Rails7はimportmapとは別に、JavaScriptのバンドラやCSSのフレームワークを導入するしくみを用意しています。2つのgem、 JavaScript Bundling(jsbundling-rails)CSS Bundling(cssbundling-rails) です。この2つは、Rails 6に入れることもできます。

概要

JavaScript Bundling は、JavaScriptのバンドラ(esbuildやwebpack)を使い、JSファイルを app/assets の下に出力するものです。CSS Bundling は、CSSのフレームワーク(Bootstrapやbulma)をsassコマンドで app/assets の下に出力します。バンドラやCSSフレームワークはyarnコマンド でnode_modules 下にインストールされます。

各コマンドは、package.json の中で指定されます。開発環境では、foreman(bin/dev)を使ってRailsサーバー、JSの変更監視、CSSの変更監視、の3つを動かします。
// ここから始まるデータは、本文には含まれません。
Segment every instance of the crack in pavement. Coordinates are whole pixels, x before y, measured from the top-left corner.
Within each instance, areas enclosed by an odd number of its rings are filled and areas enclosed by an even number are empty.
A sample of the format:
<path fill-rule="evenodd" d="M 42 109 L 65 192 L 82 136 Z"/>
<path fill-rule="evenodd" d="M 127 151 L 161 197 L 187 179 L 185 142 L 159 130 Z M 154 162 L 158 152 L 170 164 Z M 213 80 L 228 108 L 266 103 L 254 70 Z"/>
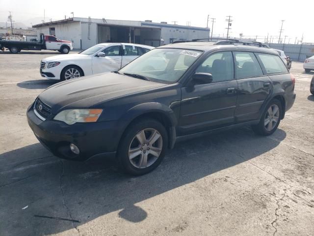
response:
<path fill-rule="evenodd" d="M 63 189 L 62 188 L 62 178 L 63 177 L 63 175 L 64 175 L 63 174 L 64 173 L 64 168 L 63 167 L 63 162 L 62 161 L 62 160 L 60 160 L 60 161 L 61 162 L 61 175 L 60 175 L 60 190 L 61 190 L 61 192 L 62 195 L 62 201 L 63 202 L 63 206 L 67 209 L 68 216 L 70 217 L 70 218 L 72 221 L 74 221 L 75 220 L 74 220 L 73 218 L 72 217 L 72 216 L 71 214 L 71 212 L 70 211 L 70 209 L 69 208 L 69 207 L 67 205 L 66 203 L 65 203 L 65 198 L 64 197 L 64 193 L 63 193 Z M 78 233 L 78 235 L 80 235 L 79 230 L 74 225 L 74 222 L 73 221 L 72 221 L 72 226 L 73 228 L 75 229 L 77 231 Z"/>

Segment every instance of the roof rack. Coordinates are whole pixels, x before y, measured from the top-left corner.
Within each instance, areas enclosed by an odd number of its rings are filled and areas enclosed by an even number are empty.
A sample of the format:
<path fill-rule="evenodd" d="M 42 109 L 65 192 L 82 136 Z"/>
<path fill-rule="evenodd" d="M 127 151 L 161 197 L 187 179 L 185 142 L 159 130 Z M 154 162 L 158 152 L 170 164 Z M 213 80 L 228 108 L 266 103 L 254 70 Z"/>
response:
<path fill-rule="evenodd" d="M 253 44 L 255 45 L 258 45 L 259 47 L 261 48 L 263 47 L 263 48 L 270 48 L 268 45 L 264 43 L 262 43 L 261 42 L 257 42 L 256 41 L 254 41 L 253 42 L 249 42 L 249 41 L 246 42 L 246 41 L 240 41 L 239 39 L 236 39 L 236 38 L 195 38 L 194 39 L 192 39 L 192 40 L 177 40 L 172 42 L 172 43 L 186 43 L 188 42 L 198 42 L 200 40 L 209 40 L 209 39 L 210 39 L 211 40 L 212 39 L 219 40 L 217 42 L 215 42 L 215 43 L 214 43 L 215 45 L 226 45 L 228 44 L 234 44 L 235 43 L 238 43 L 238 44 L 243 44 L 243 45 L 249 45 Z"/>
なお、この記事では CSS Bundling が扱えるCSSのうち、tailwindとpostcssについては試していません。この2つではsassコマンドは使われません。

背景

DHHはRails 7のJavaScriptについていろいろ語っていますが、私の考えでは、もはやIEを配慮する必要はない という環境の変化が大きいと思います。つまり、JSファイルにあれこれ変換をかけたりせずに、Web標準の機能をそののまま使えばいい、バンドラが必要なら好きなものを使ってちょ、というのが今後のRailsのノリなのではないでしょうか。
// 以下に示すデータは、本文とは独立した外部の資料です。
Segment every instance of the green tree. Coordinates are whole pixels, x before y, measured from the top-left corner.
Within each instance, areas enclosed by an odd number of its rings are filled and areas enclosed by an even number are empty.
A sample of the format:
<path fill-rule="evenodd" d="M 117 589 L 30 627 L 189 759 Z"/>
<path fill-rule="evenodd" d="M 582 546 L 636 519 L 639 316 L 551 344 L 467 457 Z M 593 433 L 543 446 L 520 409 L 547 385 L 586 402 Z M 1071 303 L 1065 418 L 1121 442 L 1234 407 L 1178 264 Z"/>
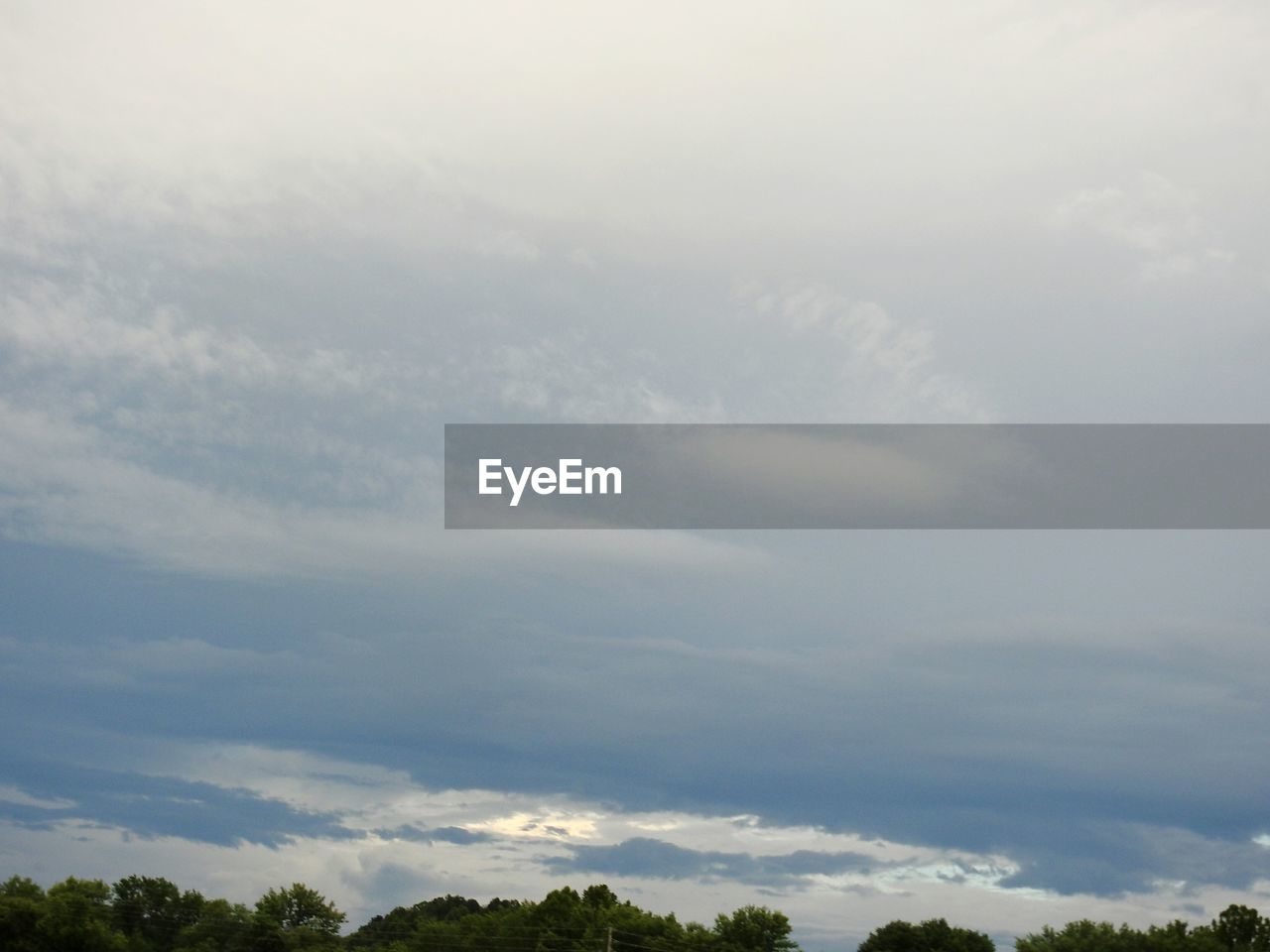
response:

Webpackerを使うとデフォルトでBabelやcore-jsが入ってしまいます。IE対応なしにすれば、そのぶんアプリケーションをすっきりさせて軽くできます。

インストール

Rails 7では、アプリケーション作成時に -jオプションで使用するバンドラ(importmap/webpack/esbuild/rollup)を指定できます。importmap以外を選ぶと、JavaScript Bundling が入ります。--cssオプションでCSSフレームワーク(bootstrap/bulma)を指定すると、CSS Bundling が入ります(--css sassとすると、フレームワークなしでsassコマンドが使えます)。

% rails new app -j esbuild --css bootstrap

Rails 6、7にあとからインストールするときは、Gemfile で指定してbundle installします。

Gemfile
gem "jsbundling-rails"
gem "cssbundling-rails"

あとからインストールしたときは、Rakeコマンド javascript:install:何々css:install:何々 でインストールと初期設定ができます。

app/assets/stylesheets/application.css が上書きされてしまうので、既存のアプリケーションに導入する場合はバックアップしておいてください。

% bin/rails javascript:install:esbuild
% bin/rails css:install:bootstrap

package.json中のコマンド

package.json には、2つのコマンドが加わります。yarn buildとするとバンドラ(以下の例はesbuild)がJSファイルを変換します。yarn build:cssではsassコマンドがscssファイルを変換します。

なお、production環境にデプロイするときは、assets:precompile の実行時にこの2つのコマンドが実行されます。

package.json
  "scripts": {
    "build": "esbuild app/javascript/*.* --bundle --sourcemap --outdir=app/assets/builds",
    "build:css": "sass ./app/assets/stylesheets/application.bootstrap.scss ./app/assets/builds/application.css --no-source-map --load-path=node_modules"
  }

package.json 中のesbuildやsassのオプションは、好きに変えられます。入力/出力ファイルの場所や名前を変えたければ、ここで指定します。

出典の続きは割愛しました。